Today’s debate in Spain’s Congress is a chance for the change of course that Spanish society imperiously needs, if the politicians do not wish to drag the constitutional system down into irreparable discredit. Congress is an institution currently held in scant regard by the average citizen. As, indeed, are the government and Spain’s political parties. The debate may well see the politicians drone on, with yet another litany of vague generalities, mutual attacks, bluffs and provocations, as they are wont to do. But it would be far more constructive for them to focus their energies on a serious discussion of the minimal conditions needed for Spain to climb out of an economic abyss as dark as that announced following the April 26 Cabinet meeting.
Today’s debate comes in a context of malaise, political debacle and fear of the future, as observed by Metroscopia and other private opinion-poll firms for several months now, and corroborated by the official research agency CIS in a survey released last week.
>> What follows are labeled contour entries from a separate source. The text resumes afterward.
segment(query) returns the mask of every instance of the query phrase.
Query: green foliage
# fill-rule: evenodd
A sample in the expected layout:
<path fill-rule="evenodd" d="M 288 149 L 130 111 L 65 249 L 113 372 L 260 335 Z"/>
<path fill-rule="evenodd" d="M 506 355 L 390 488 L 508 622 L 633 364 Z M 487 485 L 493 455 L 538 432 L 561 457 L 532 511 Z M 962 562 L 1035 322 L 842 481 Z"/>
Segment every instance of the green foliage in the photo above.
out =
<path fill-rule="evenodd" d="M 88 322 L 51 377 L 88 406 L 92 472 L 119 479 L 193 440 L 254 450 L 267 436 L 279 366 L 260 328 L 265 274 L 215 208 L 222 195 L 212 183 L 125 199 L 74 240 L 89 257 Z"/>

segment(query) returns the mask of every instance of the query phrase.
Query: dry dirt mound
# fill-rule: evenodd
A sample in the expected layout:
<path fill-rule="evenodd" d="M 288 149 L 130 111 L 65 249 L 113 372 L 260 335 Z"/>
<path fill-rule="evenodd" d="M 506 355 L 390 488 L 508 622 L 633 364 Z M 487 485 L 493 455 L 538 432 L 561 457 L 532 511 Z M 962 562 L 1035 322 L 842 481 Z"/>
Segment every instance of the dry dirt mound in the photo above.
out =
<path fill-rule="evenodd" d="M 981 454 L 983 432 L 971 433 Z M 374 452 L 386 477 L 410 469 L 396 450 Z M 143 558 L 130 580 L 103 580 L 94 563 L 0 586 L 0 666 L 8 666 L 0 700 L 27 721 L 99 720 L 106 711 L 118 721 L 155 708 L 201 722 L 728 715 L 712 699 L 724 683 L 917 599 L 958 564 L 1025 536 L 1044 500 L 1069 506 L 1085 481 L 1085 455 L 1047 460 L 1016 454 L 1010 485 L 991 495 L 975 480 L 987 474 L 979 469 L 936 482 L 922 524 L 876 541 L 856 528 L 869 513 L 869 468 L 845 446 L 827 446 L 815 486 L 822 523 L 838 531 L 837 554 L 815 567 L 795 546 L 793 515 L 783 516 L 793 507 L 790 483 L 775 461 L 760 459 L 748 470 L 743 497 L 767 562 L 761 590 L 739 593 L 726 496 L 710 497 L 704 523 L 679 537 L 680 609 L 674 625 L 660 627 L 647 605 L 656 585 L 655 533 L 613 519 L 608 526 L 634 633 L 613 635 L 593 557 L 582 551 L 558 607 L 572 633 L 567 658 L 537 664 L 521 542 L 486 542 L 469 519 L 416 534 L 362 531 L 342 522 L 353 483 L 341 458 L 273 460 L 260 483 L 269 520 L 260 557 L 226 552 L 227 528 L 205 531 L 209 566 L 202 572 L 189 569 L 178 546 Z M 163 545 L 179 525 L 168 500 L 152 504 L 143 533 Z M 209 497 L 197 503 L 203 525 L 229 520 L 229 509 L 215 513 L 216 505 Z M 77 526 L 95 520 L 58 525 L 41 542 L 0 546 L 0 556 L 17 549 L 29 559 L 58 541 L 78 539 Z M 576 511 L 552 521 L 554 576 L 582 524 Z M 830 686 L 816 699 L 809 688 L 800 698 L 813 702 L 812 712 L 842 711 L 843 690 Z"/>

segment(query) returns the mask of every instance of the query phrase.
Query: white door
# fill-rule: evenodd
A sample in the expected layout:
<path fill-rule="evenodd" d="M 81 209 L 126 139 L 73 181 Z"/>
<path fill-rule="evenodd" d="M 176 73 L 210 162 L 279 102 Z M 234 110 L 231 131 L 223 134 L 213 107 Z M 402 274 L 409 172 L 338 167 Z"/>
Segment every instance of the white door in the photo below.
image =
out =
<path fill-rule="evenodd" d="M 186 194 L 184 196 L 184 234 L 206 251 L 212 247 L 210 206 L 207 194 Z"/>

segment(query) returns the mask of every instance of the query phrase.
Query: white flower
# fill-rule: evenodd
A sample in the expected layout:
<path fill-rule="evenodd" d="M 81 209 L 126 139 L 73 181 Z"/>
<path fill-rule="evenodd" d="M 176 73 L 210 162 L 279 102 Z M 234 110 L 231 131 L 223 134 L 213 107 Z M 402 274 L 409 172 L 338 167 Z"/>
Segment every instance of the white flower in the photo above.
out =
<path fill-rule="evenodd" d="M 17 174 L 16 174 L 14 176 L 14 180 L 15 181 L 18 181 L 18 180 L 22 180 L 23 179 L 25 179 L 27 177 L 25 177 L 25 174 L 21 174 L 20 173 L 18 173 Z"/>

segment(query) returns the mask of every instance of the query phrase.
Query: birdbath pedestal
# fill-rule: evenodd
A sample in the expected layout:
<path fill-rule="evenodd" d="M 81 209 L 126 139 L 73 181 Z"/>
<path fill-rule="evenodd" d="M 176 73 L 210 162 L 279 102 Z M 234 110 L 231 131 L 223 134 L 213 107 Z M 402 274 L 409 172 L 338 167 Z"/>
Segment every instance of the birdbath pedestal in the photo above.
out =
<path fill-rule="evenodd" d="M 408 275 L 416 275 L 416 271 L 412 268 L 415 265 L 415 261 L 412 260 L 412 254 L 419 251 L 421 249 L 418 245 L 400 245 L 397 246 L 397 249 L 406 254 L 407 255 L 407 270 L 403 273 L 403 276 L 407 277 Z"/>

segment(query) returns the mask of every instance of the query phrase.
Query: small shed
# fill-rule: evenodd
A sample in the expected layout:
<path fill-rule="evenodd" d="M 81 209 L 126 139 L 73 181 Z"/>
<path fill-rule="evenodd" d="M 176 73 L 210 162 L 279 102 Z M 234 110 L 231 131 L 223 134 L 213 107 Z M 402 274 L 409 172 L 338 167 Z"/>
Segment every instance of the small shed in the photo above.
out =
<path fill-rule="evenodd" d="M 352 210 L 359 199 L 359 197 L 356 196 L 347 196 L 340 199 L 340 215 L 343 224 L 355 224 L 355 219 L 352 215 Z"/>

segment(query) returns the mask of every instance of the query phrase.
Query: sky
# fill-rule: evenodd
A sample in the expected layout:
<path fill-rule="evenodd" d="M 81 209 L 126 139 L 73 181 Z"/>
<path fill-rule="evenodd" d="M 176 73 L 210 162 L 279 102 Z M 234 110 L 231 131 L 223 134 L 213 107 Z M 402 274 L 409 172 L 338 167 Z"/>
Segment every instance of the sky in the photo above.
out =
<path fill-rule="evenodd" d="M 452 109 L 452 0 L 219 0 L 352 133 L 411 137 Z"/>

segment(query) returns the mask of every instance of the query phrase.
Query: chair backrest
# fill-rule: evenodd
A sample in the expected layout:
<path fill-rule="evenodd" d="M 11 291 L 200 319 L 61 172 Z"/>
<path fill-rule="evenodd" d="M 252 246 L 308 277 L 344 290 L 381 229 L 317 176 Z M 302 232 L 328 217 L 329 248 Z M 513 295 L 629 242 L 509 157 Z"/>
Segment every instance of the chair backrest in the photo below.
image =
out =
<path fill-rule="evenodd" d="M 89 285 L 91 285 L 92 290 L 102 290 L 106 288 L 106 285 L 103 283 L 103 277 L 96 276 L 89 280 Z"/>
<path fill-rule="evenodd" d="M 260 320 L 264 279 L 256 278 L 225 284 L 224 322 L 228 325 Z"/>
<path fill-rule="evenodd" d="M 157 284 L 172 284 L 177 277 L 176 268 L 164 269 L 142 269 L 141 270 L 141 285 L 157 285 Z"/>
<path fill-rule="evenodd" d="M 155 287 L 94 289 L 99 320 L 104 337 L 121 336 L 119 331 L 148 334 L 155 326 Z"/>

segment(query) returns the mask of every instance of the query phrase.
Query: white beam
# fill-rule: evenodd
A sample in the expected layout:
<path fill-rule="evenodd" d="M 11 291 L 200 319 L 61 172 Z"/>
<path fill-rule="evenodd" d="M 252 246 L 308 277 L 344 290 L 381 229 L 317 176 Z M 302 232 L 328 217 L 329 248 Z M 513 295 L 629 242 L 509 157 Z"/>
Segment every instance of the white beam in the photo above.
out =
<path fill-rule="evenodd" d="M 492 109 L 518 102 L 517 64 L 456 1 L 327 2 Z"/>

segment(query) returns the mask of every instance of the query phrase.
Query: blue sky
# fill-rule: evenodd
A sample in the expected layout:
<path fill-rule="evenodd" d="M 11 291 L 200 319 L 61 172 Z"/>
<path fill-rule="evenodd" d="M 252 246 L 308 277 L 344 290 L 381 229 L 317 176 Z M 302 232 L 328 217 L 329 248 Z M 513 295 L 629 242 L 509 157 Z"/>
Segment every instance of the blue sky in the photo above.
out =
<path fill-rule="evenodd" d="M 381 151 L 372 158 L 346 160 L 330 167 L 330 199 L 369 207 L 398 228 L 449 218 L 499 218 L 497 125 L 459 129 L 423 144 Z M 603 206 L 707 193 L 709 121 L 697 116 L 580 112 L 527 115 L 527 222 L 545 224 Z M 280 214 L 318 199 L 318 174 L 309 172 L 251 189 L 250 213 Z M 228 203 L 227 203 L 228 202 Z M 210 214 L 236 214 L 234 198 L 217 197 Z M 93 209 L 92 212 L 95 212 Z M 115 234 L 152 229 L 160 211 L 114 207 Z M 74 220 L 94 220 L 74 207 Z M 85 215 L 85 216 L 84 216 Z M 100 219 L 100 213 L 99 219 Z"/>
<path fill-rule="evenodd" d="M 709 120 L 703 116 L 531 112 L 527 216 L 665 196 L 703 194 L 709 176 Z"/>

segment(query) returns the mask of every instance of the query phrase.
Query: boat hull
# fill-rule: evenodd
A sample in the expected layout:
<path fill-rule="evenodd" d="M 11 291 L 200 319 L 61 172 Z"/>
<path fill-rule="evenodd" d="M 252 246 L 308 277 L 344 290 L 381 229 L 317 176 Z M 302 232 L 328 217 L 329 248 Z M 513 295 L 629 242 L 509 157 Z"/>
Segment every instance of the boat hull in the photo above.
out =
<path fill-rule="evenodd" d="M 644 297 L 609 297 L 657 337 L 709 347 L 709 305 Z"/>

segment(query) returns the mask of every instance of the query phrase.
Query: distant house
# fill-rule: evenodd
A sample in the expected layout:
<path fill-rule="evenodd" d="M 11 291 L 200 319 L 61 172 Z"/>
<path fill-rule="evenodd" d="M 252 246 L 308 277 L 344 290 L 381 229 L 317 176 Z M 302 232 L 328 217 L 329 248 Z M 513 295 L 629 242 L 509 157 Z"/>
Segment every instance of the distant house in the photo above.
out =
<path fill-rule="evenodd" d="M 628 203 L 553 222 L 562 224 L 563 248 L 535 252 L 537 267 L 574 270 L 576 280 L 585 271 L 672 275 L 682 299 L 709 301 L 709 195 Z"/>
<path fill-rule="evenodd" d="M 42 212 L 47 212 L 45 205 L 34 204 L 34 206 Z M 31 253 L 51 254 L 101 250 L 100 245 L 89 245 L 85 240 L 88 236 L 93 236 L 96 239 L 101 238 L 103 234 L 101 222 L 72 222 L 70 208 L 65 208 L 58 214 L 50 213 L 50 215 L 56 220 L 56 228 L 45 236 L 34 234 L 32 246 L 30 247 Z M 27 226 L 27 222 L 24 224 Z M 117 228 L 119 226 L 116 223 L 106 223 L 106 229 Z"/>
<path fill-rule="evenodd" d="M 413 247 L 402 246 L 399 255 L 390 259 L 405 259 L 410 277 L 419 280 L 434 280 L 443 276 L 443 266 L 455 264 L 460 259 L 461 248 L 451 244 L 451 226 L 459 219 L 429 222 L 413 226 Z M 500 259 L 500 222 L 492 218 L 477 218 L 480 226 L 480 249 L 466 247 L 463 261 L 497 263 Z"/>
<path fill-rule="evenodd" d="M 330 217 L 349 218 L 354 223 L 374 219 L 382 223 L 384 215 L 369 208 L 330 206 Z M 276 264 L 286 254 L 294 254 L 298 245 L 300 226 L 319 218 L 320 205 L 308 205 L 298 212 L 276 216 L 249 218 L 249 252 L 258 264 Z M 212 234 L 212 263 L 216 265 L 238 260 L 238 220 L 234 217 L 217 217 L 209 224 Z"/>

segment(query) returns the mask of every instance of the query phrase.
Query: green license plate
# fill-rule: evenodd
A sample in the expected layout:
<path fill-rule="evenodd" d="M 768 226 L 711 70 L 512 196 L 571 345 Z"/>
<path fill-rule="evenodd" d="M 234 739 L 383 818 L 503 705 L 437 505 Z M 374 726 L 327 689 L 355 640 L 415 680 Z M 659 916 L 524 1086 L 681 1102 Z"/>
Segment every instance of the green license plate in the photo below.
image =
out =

More than 40 percent of Spanish people regularly live with their backs turned to the electoral process: some abstain more or less on principle, others simply say they don’t know whom to vote for. And the average citizen, weary of what they have long known as the constituted power, is losing confidence in the Popular Party (PP) and the government, while the Socialist Party (PSOE) has yet to recover the credit it lost due to the fumbling of the Zapatero government.
The loss of popularity of both the PP and the PSOE stems from a broad pool of social discontent, and a certain current of anti-PP sentiment apparently comes from people who abstained in the last general elections, held in the fall of 2011. Meanwhile, the grass-roots electorate of the PSOE has been giving signs of impatience or radicalization.
Hence the sensation that the existing arrangement of two-party alternation in power is approaching the end of its cycle, though it is still impossible to determine whether we are looking at an irreversible phenomenon. The hinge or splinter parties (IU, UPyD) are penetrating the resulting breach, and the political system seems headed toward parliamentary fragmentation, with the risks of ungovernability that we have lately seen in Italy. Or, closer to home, in Catalonia, where only a more or less illusory bid for secession sustains the center-right Catalan nationalist party CiU, which has been one of the principal cogs in the system since the Transition to democracy after Franco, but has lately been losing votes to pro-independence parties.
This is the context in which the government announced its gloomy prospects last week. The message could have been delivered in the style of a facing up to facts regarding the reality of our situation — provided that it had been followed by abundant explanations and a blood-sweat-and-tears homily on the part of Rajoy and his team, coupled with some serious negotiations on how to share the sacrifices demanded, or on how to overcome the present deadlock. But this latter part was entirely lacking. We can only hope that the leaders are capable of reorienting their political approaches in a more constructive sense.